From mining to manufacture to weapons to waste to fallout, the entire nuclear industry has achieved permissible nuisance status for too long among academics and politicians. They rarely fail to duck and cover when you corner them on where the industry’s uranium comes from (indigenous lands, Africa, other non-white spaces). Or where it is sent when white people are done mining it, which is usually stored forever in deep, dark holes as eternally irradiated waste — until it isn’t. Or worse, further recycled into lethal munitions bombed onto even more people of color. Let’s add in those who live next to its faltering reactors, almost all of which are located next to bodies of water, as Earth’s poles melt, ever faster.

STEM heads in and out of the nuclear industry explode with relief whenever bipartisans hand out tens of billions of dollars annually, from an unsustainable Pentagon budget heading toward a trillion annually in funding. Routinely, that handout’s subject header promises to “modernize” nuclear, but that never happens.

And then, when it comes time to stand in solidarity with the non-whites whose motherlands scientists and academics are complicit in bombing and poisoning, over centuries, too few of them do so. Even when the vast lands and species being bombed are their own.
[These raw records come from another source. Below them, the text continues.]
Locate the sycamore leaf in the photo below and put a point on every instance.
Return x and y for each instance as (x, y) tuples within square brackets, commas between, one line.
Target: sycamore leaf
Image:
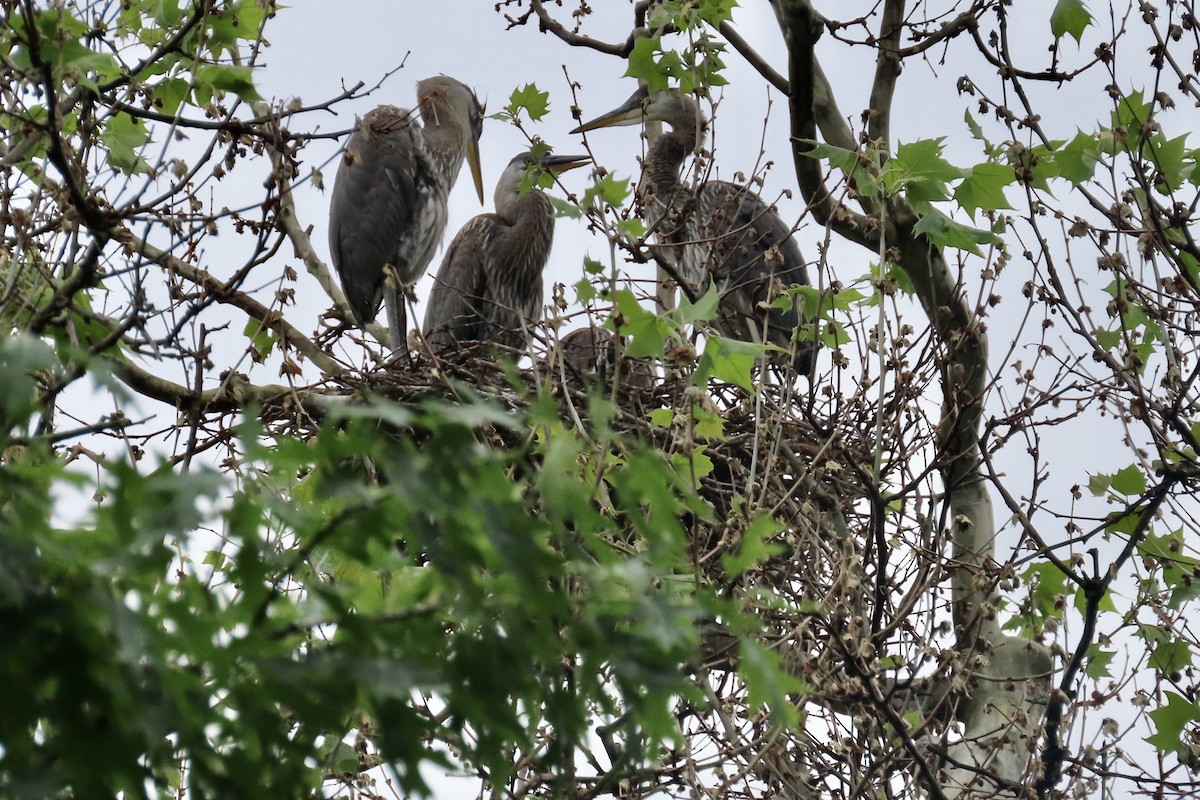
[(609, 191), (643, 66), (1069, 17), (983, 187), (727, 360), (531, 100), (646, 330), (945, 232), (217, 78), (919, 170), (703, 310), (1169, 721), (754, 548), (124, 137)]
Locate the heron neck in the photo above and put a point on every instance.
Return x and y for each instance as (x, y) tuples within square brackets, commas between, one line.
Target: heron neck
[(669, 152), (445, 140), (531, 218)]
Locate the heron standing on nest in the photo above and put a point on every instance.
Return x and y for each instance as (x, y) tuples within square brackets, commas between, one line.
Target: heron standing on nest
[(717, 229), (489, 287), (388, 211)]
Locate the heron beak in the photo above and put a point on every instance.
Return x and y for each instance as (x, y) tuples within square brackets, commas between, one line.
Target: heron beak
[(629, 113), (473, 163), (559, 164)]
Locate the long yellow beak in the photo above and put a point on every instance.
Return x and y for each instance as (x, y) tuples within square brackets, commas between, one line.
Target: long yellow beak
[(559, 164), (473, 163), (628, 113)]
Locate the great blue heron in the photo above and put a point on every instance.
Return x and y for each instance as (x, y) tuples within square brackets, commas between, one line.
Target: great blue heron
[(489, 287), (717, 229), (388, 211), (592, 354)]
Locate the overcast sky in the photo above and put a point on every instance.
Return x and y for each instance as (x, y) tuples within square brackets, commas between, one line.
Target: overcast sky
[(319, 47)]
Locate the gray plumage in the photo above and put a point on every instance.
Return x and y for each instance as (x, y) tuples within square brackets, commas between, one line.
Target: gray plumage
[(388, 210), (592, 354), (717, 229), (489, 287)]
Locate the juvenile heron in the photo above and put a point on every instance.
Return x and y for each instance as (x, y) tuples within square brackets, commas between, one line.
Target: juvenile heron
[(592, 353), (388, 210), (489, 287), (717, 229)]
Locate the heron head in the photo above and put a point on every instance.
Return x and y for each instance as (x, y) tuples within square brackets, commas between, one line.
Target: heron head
[(666, 106), (537, 167), (444, 95)]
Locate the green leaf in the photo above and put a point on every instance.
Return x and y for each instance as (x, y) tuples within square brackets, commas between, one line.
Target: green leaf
[(565, 210), (661, 417), (607, 190), (217, 78), (754, 548), (21, 358), (645, 66), (529, 100), (702, 311), (648, 334), (124, 137), (1069, 17), (633, 229), (727, 360), (171, 94), (1097, 665), (262, 340), (945, 232), (1129, 481), (919, 170), (983, 187), (695, 465), (1169, 723)]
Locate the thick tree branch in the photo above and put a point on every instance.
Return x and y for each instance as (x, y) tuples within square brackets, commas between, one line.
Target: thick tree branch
[(887, 70)]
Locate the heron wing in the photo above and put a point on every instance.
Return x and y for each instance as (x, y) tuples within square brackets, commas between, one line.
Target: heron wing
[(454, 312), (375, 200), (750, 250)]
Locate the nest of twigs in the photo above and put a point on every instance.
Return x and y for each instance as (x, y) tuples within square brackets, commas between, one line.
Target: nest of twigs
[(773, 456)]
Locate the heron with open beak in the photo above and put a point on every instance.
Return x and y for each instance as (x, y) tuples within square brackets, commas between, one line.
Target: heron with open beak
[(718, 230), (489, 287), (388, 210)]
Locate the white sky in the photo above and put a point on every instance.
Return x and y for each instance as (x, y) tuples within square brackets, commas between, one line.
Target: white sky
[(321, 46)]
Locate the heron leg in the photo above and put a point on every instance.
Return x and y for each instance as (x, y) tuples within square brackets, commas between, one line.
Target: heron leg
[(395, 307)]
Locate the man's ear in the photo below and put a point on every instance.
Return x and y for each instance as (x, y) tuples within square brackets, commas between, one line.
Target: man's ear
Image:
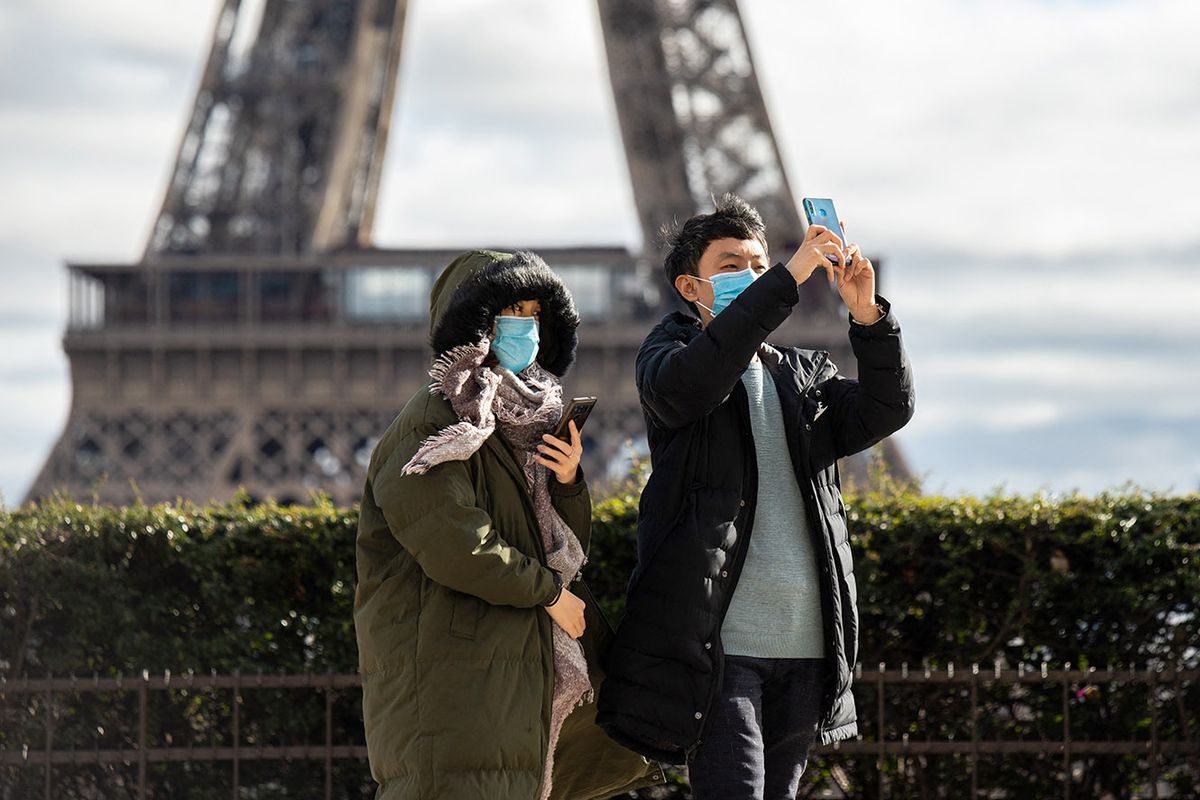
[(687, 288)]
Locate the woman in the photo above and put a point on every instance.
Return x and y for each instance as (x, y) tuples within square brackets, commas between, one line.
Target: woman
[(478, 644)]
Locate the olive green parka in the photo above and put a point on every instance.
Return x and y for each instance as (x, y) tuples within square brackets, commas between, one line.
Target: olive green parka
[(454, 643)]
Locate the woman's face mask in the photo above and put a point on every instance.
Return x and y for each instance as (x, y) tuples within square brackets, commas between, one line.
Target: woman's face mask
[(516, 342), (727, 286)]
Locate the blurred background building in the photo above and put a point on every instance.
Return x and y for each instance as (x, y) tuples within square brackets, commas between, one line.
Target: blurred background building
[(264, 342)]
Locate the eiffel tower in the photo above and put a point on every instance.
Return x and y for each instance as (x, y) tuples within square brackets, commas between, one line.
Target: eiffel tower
[(263, 341)]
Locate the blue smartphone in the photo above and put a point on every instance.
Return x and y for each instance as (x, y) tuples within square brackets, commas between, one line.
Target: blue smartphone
[(820, 211)]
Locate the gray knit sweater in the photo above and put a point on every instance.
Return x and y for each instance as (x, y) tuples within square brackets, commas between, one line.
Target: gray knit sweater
[(775, 611)]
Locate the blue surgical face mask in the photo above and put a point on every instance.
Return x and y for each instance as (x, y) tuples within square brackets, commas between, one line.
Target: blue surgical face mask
[(516, 342), (727, 286)]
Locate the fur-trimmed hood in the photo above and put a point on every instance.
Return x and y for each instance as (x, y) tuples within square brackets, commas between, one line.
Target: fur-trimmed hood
[(478, 284)]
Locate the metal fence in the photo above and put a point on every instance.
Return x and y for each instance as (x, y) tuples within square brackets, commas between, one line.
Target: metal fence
[(51, 753)]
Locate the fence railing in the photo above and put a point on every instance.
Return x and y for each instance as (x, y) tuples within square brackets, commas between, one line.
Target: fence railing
[(49, 753)]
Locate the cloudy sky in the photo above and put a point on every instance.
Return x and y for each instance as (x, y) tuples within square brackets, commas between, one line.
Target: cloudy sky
[(1031, 172)]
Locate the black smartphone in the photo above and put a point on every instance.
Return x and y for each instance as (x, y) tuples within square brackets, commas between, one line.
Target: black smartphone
[(577, 409)]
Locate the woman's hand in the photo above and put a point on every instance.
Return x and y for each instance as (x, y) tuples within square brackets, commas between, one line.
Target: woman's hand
[(568, 612), (819, 242), (559, 457)]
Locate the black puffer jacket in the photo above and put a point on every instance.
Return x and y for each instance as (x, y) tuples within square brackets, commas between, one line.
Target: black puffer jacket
[(696, 512)]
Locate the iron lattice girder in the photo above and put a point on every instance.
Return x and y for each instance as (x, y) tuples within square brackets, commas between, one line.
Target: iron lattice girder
[(691, 113), (286, 142)]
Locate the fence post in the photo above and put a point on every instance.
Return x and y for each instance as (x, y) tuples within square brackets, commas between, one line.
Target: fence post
[(49, 740), (329, 735), (975, 731), (237, 733), (1066, 731), (1153, 731), (143, 697), (882, 745)]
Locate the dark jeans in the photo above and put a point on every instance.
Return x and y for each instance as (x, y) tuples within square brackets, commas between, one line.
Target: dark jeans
[(762, 725)]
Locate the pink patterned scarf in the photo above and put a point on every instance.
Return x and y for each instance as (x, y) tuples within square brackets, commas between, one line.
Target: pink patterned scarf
[(523, 407)]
Speaking of nuclear’s lethal costs, actual lives lost in Hiroshima and Nagasaki number in the hundreds of thousands. That body count likely swells into the millions, once the subsequent cancers and further horrors are properly counted. Radiation from America’s colonial weapons testing regime during the Cold War alone has been estimated to have caused more than 340,000 excess American deaths between 1951 and 1973. Dig deeper into radiation casualties in America — which has conducted half of all nuclear testing in history — and what do you think you will find?

Good news? Get real.

The environmental injustice of the nuclear industry is also a scientific and moral affront to those earnestly working to decarbonize, solarize, electrify and renew global infrastructure. Reversing our destructive practices, which define predation better than little else, is paramount. Restoring biodiversity and replenishing natural resources that we could really use right now to reforest and repopulate Earth’s annihilated habitats — so the zoonoses like COVID19 within them don’t blowback and kill hundreds of thousands of humans within months — is non-negotiable.

Because there is truly nowhere to run, nowhere to hide, now that Mother Nature has turned against us, the guilty and the innocent. We simply cannot, existentially speaking, waste any more of our precious, priceless lives and time on yesteryear’s obsolete death drives. We will die if we do.

Crunching the nuclear industry’s costs and body counts over mere decades, it becomes unequivocally clear that had we had channeled that much hard cash and human capital into wind and solar over the same period, we would have built … something, anything, way better than what we have now.

What we have now, ad nauseam, is a planet in totalizing crisis. And thanks to the resuscitation of nuclear, we now have more authoritarian personalities perfectly fine with manufacturing, testing and exporting more nukes at risk of destroying us all — with nukes.

Never forget: These wars, and their pollutions and predations, are always waged upon people of color and the poor. Now, they threaten to be waged in the name of renewable energy. That cannot stand.